Catatan kedua, tak lekang pula bahwa Natal disini selalu diidentikkan dengan lelang, tarian tangan di atas, maksudnya untuk tari-tarian yang kurang lebih erotis sebenarnya menurut saya dan sifatnya hanya hura tanpa makna. Tapi, mau apa lagi. Hampir semua punguan, lembaga, parsahutaon dan marga dan terutama gereja melakukan ini. Tak lengkap rupanya kata mereka dan bukan sebuah Natal tanpa lelang, lelang dan hiburan picisan seperti ini. Keberhasilan sebuah natal dianggap adalah sebuah Natal dengan hasil lelang sekian juta rupiah; hasil sumbangan tari-tarian (yang itu-itu juga) sekian ratus ribu, dlsb. 4 Tahun bersama mereka memang tak ada yang dapat kulakukan memperbaharui ini. Akan dianggap asing Natal tanpa lelang. Entah ini terjadi hanya di daerah ini saja; entah di daerah lain. Tapi saya yakin masih ada dan mungkin banyak orang yang masih merindukan kesederhanaan Natal meski tanpa Lelang yang berlebihan, bahkan kesannya menodong, menarik urat syaraf, dan korban konsumerisme.
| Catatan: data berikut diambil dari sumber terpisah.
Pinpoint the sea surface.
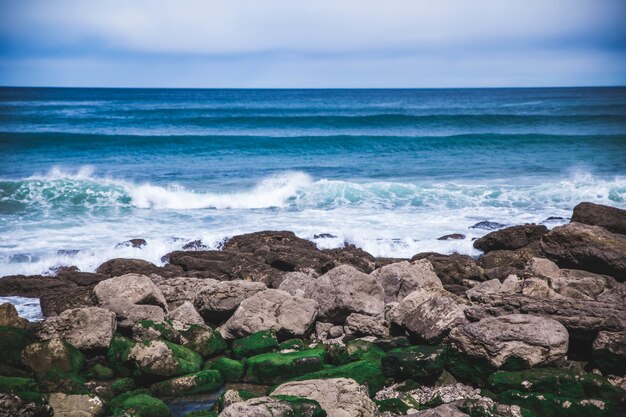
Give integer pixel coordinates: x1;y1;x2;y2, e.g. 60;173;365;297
1;87;626;279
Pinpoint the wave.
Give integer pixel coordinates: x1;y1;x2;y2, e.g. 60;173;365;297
1;167;625;214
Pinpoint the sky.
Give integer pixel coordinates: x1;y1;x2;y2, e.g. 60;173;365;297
0;0;625;88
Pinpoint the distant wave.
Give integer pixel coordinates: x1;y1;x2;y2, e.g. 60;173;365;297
2;167;625;214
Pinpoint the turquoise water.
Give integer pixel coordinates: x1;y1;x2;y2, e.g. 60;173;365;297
1;87;625;275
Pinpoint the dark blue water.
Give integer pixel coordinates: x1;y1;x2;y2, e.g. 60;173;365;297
1;87;625;277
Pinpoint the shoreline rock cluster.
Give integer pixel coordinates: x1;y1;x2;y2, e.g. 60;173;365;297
0;201;624;417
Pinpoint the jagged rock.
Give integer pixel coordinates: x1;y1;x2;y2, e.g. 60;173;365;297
410;253;485;294
449;314;569;369
321;244;377;273
95;258;161;277
402;295;468;343
571;202;626;235
193;280;267;322
116;239;147;249
165;301;205;325
390;284;456;327
40;286;98;317
541;222;626;280
94;273;167;311
125;339;202;377
21;338;85;377
438;234;466;241
473;224;548;253
465;279;503;301
278;271;318;298
345;313;389;338
525;257;561;278
272;378;378;417
37;307;116;350
0;303;29;329
371;260;442;303
292;265;385;323
47;393;104;417
407;404;469;417
0;393;53;417
220;289;318;340
219;395;324;417
592;331;626;376
479;246;542;281
157;277;218;303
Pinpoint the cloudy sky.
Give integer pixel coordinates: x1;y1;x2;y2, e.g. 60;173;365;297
0;0;625;88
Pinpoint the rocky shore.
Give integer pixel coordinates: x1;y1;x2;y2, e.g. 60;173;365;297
0;201;625;417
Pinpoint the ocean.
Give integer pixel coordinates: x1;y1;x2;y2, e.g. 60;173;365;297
1;87;626;277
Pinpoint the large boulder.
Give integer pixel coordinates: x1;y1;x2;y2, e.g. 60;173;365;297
220;289;318;340
571;202;626;235
219;396;325;417
371;260;442;303
473;224;548;253
125;339;203;377
541;222;626;280
0;393;53;417
47;393;104;417
407;404;470;417
95;258;161;277
283;265;384;323
193;280;267;322
592;331;626;376
21;338;85;377
157;277;218;303
0;303;29;329
36;307;116;350
401;295;468;343
449;314;569;369
410;253;485;294
272;378;378;417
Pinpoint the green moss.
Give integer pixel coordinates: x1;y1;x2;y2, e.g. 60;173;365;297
446;349;496;387
84;363;115;380
578;373;626;404
592;348;626;377
381;345;446;381
149;369;223;397
272;395;327;417
375;398;410;414
107;334;136;377
285;359;385;396
214;389;258;413
186;411;218;417
488;368;584;398
111;377;136;395
110;392;171;417
278;339;306;351
231;330;279;359
138;320;180;342
245;348;326;384
13;390;48;404
22;339;85;377
500;390;617;417
0;326;35;367
0;375;38;393
181;325;228;358
37;369;88;394
373;336;411;352
204;357;244;382
162;340;203;375
328;339;385;366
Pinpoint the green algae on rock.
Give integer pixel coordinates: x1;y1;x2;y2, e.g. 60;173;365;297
231;329;279;359
204;357;244;382
109;392;171;417
149;369;223;397
21;338;85;377
327;339;385;365
286;360;384;396
381;345;447;381
500;390;618;417
244;348;327;384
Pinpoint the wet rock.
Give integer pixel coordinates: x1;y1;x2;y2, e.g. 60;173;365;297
244;348;326;384
182;239;207;250
272;377;378;417
371;259;442;303
0;302;29;329
473;224;548;253
381;345;447;381
469;221;506;230
541;222;626;280
438;234;466;241
95;258;161;277
0;275;74;298
125;339;203;377
193;280;267;322
479;245;542;281
37;307;116;350
231;329;279;359
115;239;147;249
220;289;318;340
157;277;218;303
40;286;98;317
149;369;223;397
314;233;337;239
321;244;377;274
57;249;80;257
411;253;485;294
449;314;569;369
571;202;626;235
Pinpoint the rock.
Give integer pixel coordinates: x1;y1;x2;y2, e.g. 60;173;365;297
40;286;98;317
220;289;318;340
231;329;279;359
108;393;170;417
149;369;223;397
165;301;205;326
47;393;104;417
381;345;446;381
204;357;244;382
449;314;569;369
473;224;548;253
438;234;466;241
371;260;442;303
219;396;325;417
157;277;218;303
295;265;385;323
571;202;626;235
0;274;76;298
0;303;29;329
21;338;85;377
465;279;502;301
592;331;626;376
499;390;619;417
193;280;267;322
321;244;377;274
272;378;378;417
327;339;385;366
244;348;326;384
479;246;541;281
182;239;207;250
278;271;318;298
125;339;203;377
36;307;116;350
0;393;53;417
525;257;561;278
541;222;626;280
95;258;161;277
390;284;455;327
402;295;468;343
408;404;469;417
345;313;389;338
469;221;506;230
410;253;485;294
314;233;337;239
116;239;147;249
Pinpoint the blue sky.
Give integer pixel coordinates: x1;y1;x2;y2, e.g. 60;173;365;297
0;0;625;88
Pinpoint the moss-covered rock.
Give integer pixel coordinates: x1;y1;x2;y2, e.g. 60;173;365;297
21;338;85;378
111;377;136;395
107;334;136;377
109;392;171;417
381;345;446;381
375;398;411;414
37;369;89;394
0;375;38;393
149;369;223;397
577;373;626;404
214;389;259;413
373;336;411;352
327;339;385;366
84;363;115;380
180;324;228;358
489;368;585;399
271;395;327;417
0;326;36;369
204;357;244;382
231;329;279;359
287;360;384;396
500;390;618;417
278;339;306;351
446;349;496;387
245;348;326;384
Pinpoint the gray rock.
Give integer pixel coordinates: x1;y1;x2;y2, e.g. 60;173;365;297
390;284;454;327
37;307;116;350
193;280;267;322
524;257;560;279
157;277;218;302
0;393;52;417
220;289;318;340
402;295;468;343
408;404;470;417
219;396;320;417
371;260;442;303
449;314;569;368
345;313;389;338
465;279;502;301
166;301;205;326
272;378;378;417
278;271;318;298
47;393;104;417
0;302;29;329
592;331;626;375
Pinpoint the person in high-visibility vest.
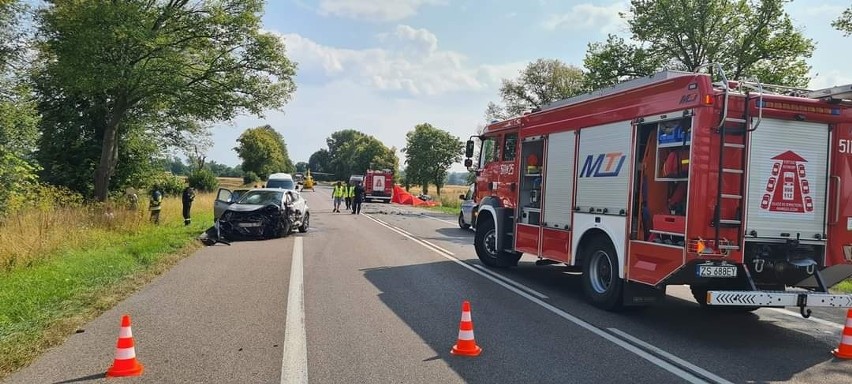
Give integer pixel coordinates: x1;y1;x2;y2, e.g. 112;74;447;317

Catatan ketiga, Caleg. Bagaimana dengan mereka? Untungkah ada mereka. Saat memperhatikan keseriusan mereka memberi waktu untuk berlama-lama berbicara (sebagian) saya yakin mereka tidak lagi cukup bersemangat melihat kedatangan orang yang hadir. Para pendengarnya itu loh, matanya nanar, tertawa dipaksakan, dan mereka harus menerimanya. Tapi begitulah, untung ada caleg, semoga mereka juga beruntung.